Emma McDonald, playing Hippolyta and Titania, was unfortunately taken ill on the first Saturday but the Watermill managed to get Rebecca Lee, who was in Romeo + Juliet and Twelfth Night, to step in and learn the part in two days before press night on Monday. She appeared on stage with a copy of the script which she only needed to refer to a couple of times. To get the words and moves so perfectly in such a short time was an amazing achievement and she thoroughly deserved the ovation she got at the end. Brava!

The cast were all excellent, but Victoria Blunt as a diva-ish Bottom deserves a special mention. The death of Pyramus is always good for laughs, but here she excelled herself.
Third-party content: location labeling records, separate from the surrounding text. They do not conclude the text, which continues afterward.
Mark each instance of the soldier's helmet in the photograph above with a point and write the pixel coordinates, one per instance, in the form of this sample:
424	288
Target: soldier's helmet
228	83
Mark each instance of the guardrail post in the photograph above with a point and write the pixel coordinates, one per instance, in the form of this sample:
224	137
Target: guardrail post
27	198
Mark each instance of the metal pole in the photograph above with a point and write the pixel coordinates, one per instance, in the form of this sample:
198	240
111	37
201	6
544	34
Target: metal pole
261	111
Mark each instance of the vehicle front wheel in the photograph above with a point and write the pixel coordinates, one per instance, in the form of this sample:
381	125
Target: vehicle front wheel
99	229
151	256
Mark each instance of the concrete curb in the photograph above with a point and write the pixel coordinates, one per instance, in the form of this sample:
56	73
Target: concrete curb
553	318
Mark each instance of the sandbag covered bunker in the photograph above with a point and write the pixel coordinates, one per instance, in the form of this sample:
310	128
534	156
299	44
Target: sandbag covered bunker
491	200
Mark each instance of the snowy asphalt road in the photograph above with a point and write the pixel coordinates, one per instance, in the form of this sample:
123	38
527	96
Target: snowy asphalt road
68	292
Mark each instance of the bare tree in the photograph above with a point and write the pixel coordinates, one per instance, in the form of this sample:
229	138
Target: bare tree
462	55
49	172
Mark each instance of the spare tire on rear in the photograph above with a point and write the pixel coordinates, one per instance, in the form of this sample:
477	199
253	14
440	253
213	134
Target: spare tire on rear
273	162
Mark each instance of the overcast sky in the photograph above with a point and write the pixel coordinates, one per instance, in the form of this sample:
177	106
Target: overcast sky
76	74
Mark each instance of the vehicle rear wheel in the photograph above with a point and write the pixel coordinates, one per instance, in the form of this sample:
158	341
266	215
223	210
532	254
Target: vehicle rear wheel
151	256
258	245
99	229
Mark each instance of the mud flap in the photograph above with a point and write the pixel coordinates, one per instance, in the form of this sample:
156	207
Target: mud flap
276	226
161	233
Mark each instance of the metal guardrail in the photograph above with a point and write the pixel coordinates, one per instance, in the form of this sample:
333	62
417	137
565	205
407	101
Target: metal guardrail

And the chink in Offue Okegbe’s Wall was very popular with the audience.

The key points of Katie Lias’s set were a scaffold tower and what you might call a big box, both on wheels and moved around as needed, as well as a full width red curtain which dropped down from time to time and provided the foreground for shadow puppets from the cast. The lighting, from Tom White, was very much in your face (literally, at times) and added hugely to the impact of the show.

This is a superb production, and the best Dream I’ve seen. Congratulations to Paul Hart and the team.
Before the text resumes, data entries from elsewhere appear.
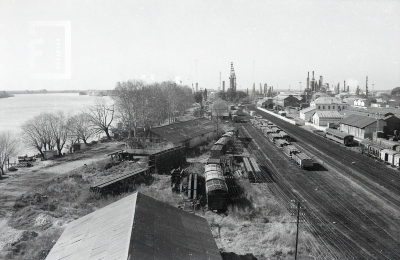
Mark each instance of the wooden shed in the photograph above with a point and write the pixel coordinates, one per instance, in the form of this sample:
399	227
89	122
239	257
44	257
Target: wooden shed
137	227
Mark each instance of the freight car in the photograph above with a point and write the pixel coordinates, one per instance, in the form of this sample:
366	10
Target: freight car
387	155
256	170
281	143
289	150
303	160
371	149
216	188
387	144
274	136
248	169
339	137
284	135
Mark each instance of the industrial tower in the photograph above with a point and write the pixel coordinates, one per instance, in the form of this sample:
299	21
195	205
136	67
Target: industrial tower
232	79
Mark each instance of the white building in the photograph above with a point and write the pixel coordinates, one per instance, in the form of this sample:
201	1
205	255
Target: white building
328	104
307	113
323	118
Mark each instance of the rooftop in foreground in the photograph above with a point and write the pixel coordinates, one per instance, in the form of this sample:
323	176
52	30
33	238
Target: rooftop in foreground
136	227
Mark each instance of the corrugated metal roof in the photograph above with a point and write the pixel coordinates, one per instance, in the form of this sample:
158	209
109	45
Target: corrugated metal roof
358	120
328	114
140	226
328	100
183	131
308	109
102	234
374	111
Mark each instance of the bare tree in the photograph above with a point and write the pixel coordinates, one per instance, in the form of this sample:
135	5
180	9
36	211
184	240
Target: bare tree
57	125
101	117
35	134
81	126
219	106
8	149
Review from the Newbury Weekly News.

A kind of magic

...truly a Dream you wish would go on forever

A Midsummer Night's Dream, at The Watermill, Bagnor, until June 16

The Watermill's production of A Midsummer Night's Dream is an absolute joy. Inventively directed by Paul Hart, this vibrant magical performance sparkles with the enthusiasm and energy of the splendid cast.

Eva Feiler beautifully crafted a shadowy childlike Puck in this refreshing new interpretation of the well-known story.

Jamie Satterthwaite is impressive as Oberon, who is determined to take the Indian changeling child from the fairy queen Titania. Due to the illness of Emma McDonald, Rebecca Lee, a regular Watermill performer, stood in at the last moment as Titania and Hippolyta and gave a sterling performance.

The four lovers were excellent. Sophie Stone, who has many connections with Newbury, gave a gutsy portrayal as Hermia, with just the right spirit. Tyrone Huntley was an engaging Lysander. The scenes in which they both used sign language to communicate were powerful and moving. Huntley also has a splendid singing voice with an endearing rendition of My Baby Cares For Me.

Joey Hickman was suitably wimpish as Demetrius and Lilly Flynn's Helena was feisty, particularly in the fight scene with Hermia.

Leading the rude mechanicals, Victoria Blunt was outstanding as Bottom – a true tour de force performance, bubbling with energy and buffoonery.

The talented ensemble brought a zestful, fun-filled playfulness, as they practiced their play Pyramus and Thisbe, to be performed at the Duke's wedding, with hilarious results.

Music is an integral part of the show and showcases the talent of the gifted actors, with some unexpected tongue in cheek renditions including Jay Hawkins' I Put a Spell on You, as Puck applied the magical flower juice.

Then there is Blue Moon, Rogers and Hart's romantic song that perfectly fits the atmosphere.

Karie Lias has created a fluid set design with a scaffolding tower – red curtains and the heavy ropes of an old fly tower suggesting a Victorian theatre. The costumes are simply exquisite and Tom White's imaginative lighting creates an enchanting atmosphere.

There is so much to enjoy in this spirited performance.

It is truly a Dream you wish would go on forever.


There are reviews from The Stage ("fizzing with humour, charm, and just a touch of chaos... a particularly light and delightful fairy tale... an overall sense of sheer fun that’s both rare and refreshing... " - 4 stars), The Spy In The Stalls ("this joyful new production... such a delightful Dream" - 4stars), WhatsOnStage ("the company transform a story familiar to many into a tale of the unexpected with game-changing casting coups... expect the unexpected in an evening of magical delight" - 4 stars), There Ought To Be Clowns ("an unalloyed pleasure... full of innovative touches which work separately like a treat and also combine into something really special... the world of Shakespeare in all its exhilarating imagination").